Было много причин хранить сценарий в запертом ящике стола, а не только ради того, чтобы пощадить чувства близких. Но теперь, когда терять стало нечего, даже Джулия увидит, что его сериал — это не попытка убежать от семейных неурядиц, а искупление, контрибуция за разрушенную семью.

Израиль не погиб — по крайней мере, в буквальном смысле. Он остался еврейским государством с еврейской армией, а его границы после землетрясения сдвинулись на какие-то пяди. Бесконечно кипели дебаты о том, насколько эти новые границы хороши для евреев. Хотя американские евреи неслучайно предпочитали формулировку для израильтян. И это, по мнению израильтян, было плохо для евреев.

Израиль ослаб, но его враги ослабли и того больше. Разгребая бульдозерами свои руины, не особо утешишься мыслью, что враг разгребает свои руками. Но все же это хоть какое-то утешение. Как сказал бы Исаак, "могло бы быть и хуже". Нет, он бы сказал: "Это и есть хуже".

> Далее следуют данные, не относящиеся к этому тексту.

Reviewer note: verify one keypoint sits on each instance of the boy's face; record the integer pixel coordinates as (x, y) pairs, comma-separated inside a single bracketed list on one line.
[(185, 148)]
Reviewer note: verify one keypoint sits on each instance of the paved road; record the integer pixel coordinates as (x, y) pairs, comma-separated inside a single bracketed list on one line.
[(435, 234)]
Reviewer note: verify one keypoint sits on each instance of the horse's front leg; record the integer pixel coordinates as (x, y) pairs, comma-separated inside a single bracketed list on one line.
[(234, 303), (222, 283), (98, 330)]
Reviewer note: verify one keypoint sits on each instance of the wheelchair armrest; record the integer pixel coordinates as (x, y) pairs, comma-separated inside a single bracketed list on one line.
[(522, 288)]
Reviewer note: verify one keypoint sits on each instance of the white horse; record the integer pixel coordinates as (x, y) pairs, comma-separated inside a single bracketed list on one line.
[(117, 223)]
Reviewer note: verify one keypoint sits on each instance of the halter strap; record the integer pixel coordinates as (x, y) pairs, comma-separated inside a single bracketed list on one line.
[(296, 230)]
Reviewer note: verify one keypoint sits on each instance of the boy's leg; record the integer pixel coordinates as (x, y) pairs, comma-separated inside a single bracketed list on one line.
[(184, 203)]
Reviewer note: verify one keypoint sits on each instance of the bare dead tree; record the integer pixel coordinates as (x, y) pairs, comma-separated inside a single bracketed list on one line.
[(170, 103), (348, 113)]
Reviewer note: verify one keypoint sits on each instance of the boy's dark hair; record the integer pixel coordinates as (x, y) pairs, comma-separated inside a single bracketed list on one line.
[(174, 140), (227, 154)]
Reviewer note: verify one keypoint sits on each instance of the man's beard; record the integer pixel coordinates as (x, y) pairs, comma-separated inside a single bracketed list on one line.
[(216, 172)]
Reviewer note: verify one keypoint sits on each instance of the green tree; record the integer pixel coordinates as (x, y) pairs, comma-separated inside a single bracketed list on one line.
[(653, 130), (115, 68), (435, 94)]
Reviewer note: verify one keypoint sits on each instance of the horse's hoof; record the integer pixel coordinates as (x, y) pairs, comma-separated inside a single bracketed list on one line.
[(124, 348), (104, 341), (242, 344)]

Возможно, он был прав. Возможно, выжить и впрямь хуже, если, чтобы продолжать быть, нужно убивать сам повод быть. Не то чтобы американским евреям стало все равно. Они по-прежнему приезжали в Израиль в отпуск, на мицвы и искать себя. Они вздрагивали, когда вода Мертвого моря впервые касалась их порезов и царапин, вздрагивали, когда гимн Израиля, "Хатиква", впервые касался их сердец, засовывали сложенные бумажки с просьбами в развалины Стены Плача, рассказывали о хумусных в узких переулочках, о том, как тревожат звуки дальних ракетных разрывов, морщились, неустанно восторгались зрелищем евреев-мусорщиков, евреев-пожарных и евреев-бездомных. Но чувство, что ты приехал, наконец нашел место успокоения, что ты дома, исчезало.

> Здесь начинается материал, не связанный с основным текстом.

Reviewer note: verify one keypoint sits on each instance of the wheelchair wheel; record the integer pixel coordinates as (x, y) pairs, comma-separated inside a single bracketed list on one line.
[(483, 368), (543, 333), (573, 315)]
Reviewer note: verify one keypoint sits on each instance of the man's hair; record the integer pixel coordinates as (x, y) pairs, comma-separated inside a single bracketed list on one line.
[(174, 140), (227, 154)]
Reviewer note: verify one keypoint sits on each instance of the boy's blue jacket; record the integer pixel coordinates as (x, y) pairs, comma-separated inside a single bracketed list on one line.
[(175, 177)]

У некоторых из-за того, что они не могли простить Израилю его действия во время войны — даже резню-другую простить было бы легче, чем полный и демонстративный отказ от ответственности за судьбы неевреев — отзыв войск, полиции и спасателей, складирование гуманитарной помощи, которой так не хватало везде, не предоставление оборудования и машин, продуктовые карточки даже там, где продовольствия в избытке, блокаду гуманитарных конвоев в Газу и на Западный берег. Ирв — чей ежедневно обновляемый блог, прежде лишь изредка воспалявшийся, превратился в бурный поток провокаций — защищал каждый шаг Израиля: "Если бы в беде была не страна, а семья, никто бы не осудил родителей за то, что они не раздают направо и налево еду из холодильника и лекарства из аптечки. Всякое случается, особенно когда ваши любящие смерть соседи смертельно вас ненавидят, и нет ничего неэтичного в том, чтобы заботиться в первую очередь о своих детях".